- À la conférence pour le climat des Nations Unies (COP26) en 2021, 22 organismes philanthropiques et gouvernements se sont engagés à donner 1,7 milliard de dollars pour soutenir la tenure forestière des autochtones et des communautés comme moyen de lutter contre le changement climatique, mais un récent rapport annuel révèle que seulement 7 % des fonds déboursés au cours de la première année de cet engagement sont allés directement à des organisations autochtones ou communautaires.
- En réponse à une tendance globale dans laquelle une petite partie de l’aide relative au climat va directement à ces organisations, celles-ci se sont unies afin d’élaborer des mécanismes de financement auxquels de gros donateurs peuvent contribuer. Ces organisations contrôlent ensuite la distribution de l’argent à des organisations plus petites, ce qui permet un meilleur contrôle sur les priorités financées.
- Pour appuyer ces efforts, l’Alliance pour le climat et l’utilisation des terres basée aux États-Unis, un collectif de plusieurs fondations privées, travaille avec un groupe plus large de donateurs philanthropes s’intéressant au climat afin de développer « un système “d’aplomb” pour ces financements » par l’intermédiaire de la Forests, People, Climate Collaborative.

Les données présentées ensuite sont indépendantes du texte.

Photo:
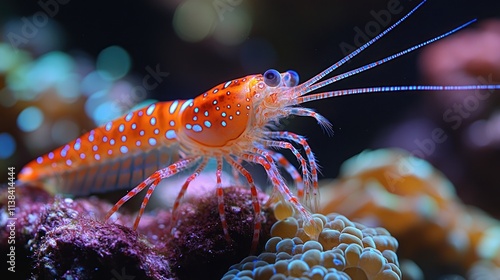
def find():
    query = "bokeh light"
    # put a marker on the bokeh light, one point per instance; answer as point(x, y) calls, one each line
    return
point(194, 20)
point(64, 130)
point(30, 119)
point(94, 82)
point(115, 61)
point(234, 28)
point(8, 145)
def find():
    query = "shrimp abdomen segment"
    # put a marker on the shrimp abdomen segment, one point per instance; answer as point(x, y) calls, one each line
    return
point(220, 115)
point(117, 155)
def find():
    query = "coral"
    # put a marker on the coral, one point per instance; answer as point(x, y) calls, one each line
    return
point(200, 250)
point(418, 205)
point(65, 238)
point(344, 250)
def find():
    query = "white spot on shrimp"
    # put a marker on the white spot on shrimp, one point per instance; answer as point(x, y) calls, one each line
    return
point(173, 106)
point(187, 103)
point(197, 128)
point(129, 116)
point(152, 141)
point(123, 149)
point(170, 134)
point(150, 109)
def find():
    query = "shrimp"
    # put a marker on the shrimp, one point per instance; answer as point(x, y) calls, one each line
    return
point(232, 123)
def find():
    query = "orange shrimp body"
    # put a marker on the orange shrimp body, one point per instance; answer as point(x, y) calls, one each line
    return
point(233, 122)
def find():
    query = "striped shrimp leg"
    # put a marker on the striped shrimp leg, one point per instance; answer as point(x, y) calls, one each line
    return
point(290, 169)
point(183, 190)
point(152, 181)
point(312, 202)
point(255, 202)
point(264, 158)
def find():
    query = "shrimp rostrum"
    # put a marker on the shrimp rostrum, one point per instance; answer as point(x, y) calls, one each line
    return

- Les leaders autochtones disent que davantage d’argent est nécessaire pour protéger les forêts et atténuer les effets du changement climatique, mais l’engagement de 2021 a ouvert la porte à de nouveaux moyens d’impliquer les organisations autochtones ou communautaires dans l’allocation des fonds.
La protection des forêts par l’investissement dans les peuples autochtones et les communautés locales (PACL) est de plus en plus considérée comme l’un des moyens les plus efficaces d’atténuer le changement climatique et d’arrêter la perte mondiale de biodiversité. Le problème est qu’une grande partie des financements n’arrive pas jusqu’aux organisations dirigées par des PACL qui peuvent s’attaquer à ces questions, dit Lindsey Allen, la directrice générale de l’Alliance pour le climat et l’utilisation des terres (Climate and Land Use Alliance, CLUA).
« Aujourd’hui, il existe une discordance incroyable entre ce qui a été démontré comme étant efficace pour protéger les forêts tropicales et soutenir les communautés, et les projets qui reçoivent la majorité des financements », dit Allen dans un e-mail à Mongabay. « Cela doit changer. Il est impossible d’arrêter la déforestation sans qu’une plus grande partie des financements n’atteignent des organisations dans les pays où se trouvent les forêts tropicales, et en particulier des organisations autochtones et communautaires. »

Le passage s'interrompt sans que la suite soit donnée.